Aligning the top personal, trust and company tax rates may not be possible, Finance Minister Bill English told an Auckland business audience this afternoon.
The National-led government has a formal policy of aligning those rates. However, international competitiveness issues means it might have to drop the company tax rate lower than personal or trust tax rates – but dropping those other rates in line with the company tax rate may not be competitive.
Mr English said company tax is an “interim tax” until the rate is adjusted for a shareholder’s personal tax rate.
“Alignment of the company rate, the top personal rate and the trustee rate is, in theory, the best arrangement. This therefore remains the government’s medium-term goal,” Mr English said.
“However, the government is considering whether that is affordable and whether it fits with other equity considerations.
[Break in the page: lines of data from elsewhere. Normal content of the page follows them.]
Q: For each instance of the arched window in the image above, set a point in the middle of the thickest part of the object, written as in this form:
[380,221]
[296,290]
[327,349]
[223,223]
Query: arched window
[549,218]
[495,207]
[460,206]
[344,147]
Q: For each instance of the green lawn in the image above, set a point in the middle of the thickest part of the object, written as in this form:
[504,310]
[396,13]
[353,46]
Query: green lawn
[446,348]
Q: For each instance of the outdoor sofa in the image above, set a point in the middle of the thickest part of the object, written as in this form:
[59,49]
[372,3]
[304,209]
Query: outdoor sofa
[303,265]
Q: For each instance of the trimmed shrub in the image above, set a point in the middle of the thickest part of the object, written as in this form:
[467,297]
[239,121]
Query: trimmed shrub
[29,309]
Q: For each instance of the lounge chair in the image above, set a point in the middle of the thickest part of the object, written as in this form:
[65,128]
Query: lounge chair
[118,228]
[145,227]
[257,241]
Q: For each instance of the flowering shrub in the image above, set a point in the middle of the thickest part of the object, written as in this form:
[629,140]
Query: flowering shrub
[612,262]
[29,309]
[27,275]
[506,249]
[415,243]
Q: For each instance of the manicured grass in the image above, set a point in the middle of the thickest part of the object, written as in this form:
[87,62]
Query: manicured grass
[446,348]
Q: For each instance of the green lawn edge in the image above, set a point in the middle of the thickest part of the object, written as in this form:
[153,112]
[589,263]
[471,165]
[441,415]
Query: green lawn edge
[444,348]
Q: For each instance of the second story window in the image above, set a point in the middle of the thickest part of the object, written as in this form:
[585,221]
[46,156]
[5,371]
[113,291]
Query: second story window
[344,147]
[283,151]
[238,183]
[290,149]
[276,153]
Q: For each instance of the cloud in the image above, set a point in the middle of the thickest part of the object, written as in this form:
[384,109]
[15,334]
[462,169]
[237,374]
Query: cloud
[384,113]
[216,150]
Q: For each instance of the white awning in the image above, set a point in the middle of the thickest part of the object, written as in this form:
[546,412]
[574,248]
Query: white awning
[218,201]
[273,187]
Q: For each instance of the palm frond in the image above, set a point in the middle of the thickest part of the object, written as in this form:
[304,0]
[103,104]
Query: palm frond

Our early advice is that aligning the trust and top personal tax rates is the most important issue, because they are both final taxes.”
Total alignment may not be necessary to eliminate many of the integrity problems with the current system, he said.
“Substantial gains could be made by aligning the top personal tax rate and the trustee tax rate, which are both final taxes, and having a company tax rate not too far below this.”
The government has decided to retain the imputation system, he said, but the questions remains what the company tax rate - at present 30% - should be and how it should relate to the top personal tax rate and the trust rate.
“We are still considering this issue – mindful that our company tax rate needs to be competitive internationally… New Zealand’s company tax rate is on the high side compared with many other developed countries.
“Remaining competitive with other countries may be more important than alignment – if not now, then at some point in the future.”